In December, the 45-year-old hit his head on a rock while backcountry skiing in the French Alps. After being rushed to a nearby hospital, a brain scan showed internal bleeding and injuries including contusions and lesions. Schumacher was transferred to a hospital in Grenoble, France where he was placed in an artificial coma to resist swelling and underwent surgery to treat internal bleeding.

Schumacher’s release from the hospital in Grenoble on Monday is the first news of recovery since April when Kehm reported that he was “[showing] moments of consciousness and awakening.”

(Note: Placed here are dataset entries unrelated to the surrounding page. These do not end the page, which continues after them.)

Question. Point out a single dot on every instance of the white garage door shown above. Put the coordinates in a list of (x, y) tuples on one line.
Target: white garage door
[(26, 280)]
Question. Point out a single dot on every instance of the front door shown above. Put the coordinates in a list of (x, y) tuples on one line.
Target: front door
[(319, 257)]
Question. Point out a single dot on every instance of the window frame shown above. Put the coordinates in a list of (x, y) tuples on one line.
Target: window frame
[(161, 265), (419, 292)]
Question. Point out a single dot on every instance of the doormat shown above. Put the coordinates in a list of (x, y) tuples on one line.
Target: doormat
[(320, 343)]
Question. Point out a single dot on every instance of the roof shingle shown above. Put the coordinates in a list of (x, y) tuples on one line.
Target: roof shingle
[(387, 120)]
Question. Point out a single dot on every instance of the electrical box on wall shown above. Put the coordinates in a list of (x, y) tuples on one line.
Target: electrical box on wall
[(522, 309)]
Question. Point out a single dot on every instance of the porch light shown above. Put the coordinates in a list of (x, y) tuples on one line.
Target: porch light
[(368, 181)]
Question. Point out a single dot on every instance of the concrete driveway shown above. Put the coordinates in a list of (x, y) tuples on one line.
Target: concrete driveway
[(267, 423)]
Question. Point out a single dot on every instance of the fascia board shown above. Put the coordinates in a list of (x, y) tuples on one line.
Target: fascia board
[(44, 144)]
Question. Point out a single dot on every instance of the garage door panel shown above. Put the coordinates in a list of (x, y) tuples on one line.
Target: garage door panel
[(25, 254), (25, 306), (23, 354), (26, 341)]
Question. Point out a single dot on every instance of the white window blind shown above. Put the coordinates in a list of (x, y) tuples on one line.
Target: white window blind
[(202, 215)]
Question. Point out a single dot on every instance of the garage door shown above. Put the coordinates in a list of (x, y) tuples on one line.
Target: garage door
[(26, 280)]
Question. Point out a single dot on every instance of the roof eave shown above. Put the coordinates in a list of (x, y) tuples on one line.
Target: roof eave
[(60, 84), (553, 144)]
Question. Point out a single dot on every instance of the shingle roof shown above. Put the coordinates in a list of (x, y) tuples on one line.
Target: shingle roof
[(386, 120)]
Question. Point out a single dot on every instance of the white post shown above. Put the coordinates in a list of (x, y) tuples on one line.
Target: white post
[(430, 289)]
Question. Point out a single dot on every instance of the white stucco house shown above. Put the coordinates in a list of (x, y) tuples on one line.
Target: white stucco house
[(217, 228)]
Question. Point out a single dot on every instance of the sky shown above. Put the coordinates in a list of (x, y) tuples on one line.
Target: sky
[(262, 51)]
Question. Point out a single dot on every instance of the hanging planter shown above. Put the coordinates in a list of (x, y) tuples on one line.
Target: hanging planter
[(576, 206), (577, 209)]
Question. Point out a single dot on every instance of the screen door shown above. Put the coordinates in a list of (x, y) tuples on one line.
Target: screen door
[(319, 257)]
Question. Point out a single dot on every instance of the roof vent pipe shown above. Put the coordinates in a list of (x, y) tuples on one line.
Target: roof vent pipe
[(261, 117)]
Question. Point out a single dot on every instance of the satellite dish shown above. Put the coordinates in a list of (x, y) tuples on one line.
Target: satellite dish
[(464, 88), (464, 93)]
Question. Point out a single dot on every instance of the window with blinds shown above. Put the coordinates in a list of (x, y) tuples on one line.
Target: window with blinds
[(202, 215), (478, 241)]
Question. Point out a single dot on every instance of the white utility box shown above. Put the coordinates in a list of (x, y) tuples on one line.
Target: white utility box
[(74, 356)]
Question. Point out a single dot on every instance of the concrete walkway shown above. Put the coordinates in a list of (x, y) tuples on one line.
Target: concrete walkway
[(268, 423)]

“If he’s been released from the hospital he was in, it means he’s able to support his own breathing and bodily functions,” Dr. Tipu Aziz, a professor of neurosurgery at Oxford University’s John Radcliffe Hospital told the New York Post. According to Aziz, that Schumacher is going to a rehab facility suggests that there are some “long-term side effects” from his skiing accident.

“With rehabilitation, they’ll try to train him to cope with the disabilities that he’s got to achieve as much life function as possible,” Aziz said. “If he’s had a brain injury, he may have weakness in his limbs secondary to loss of brain function. He may have problems with speech and swallowing.”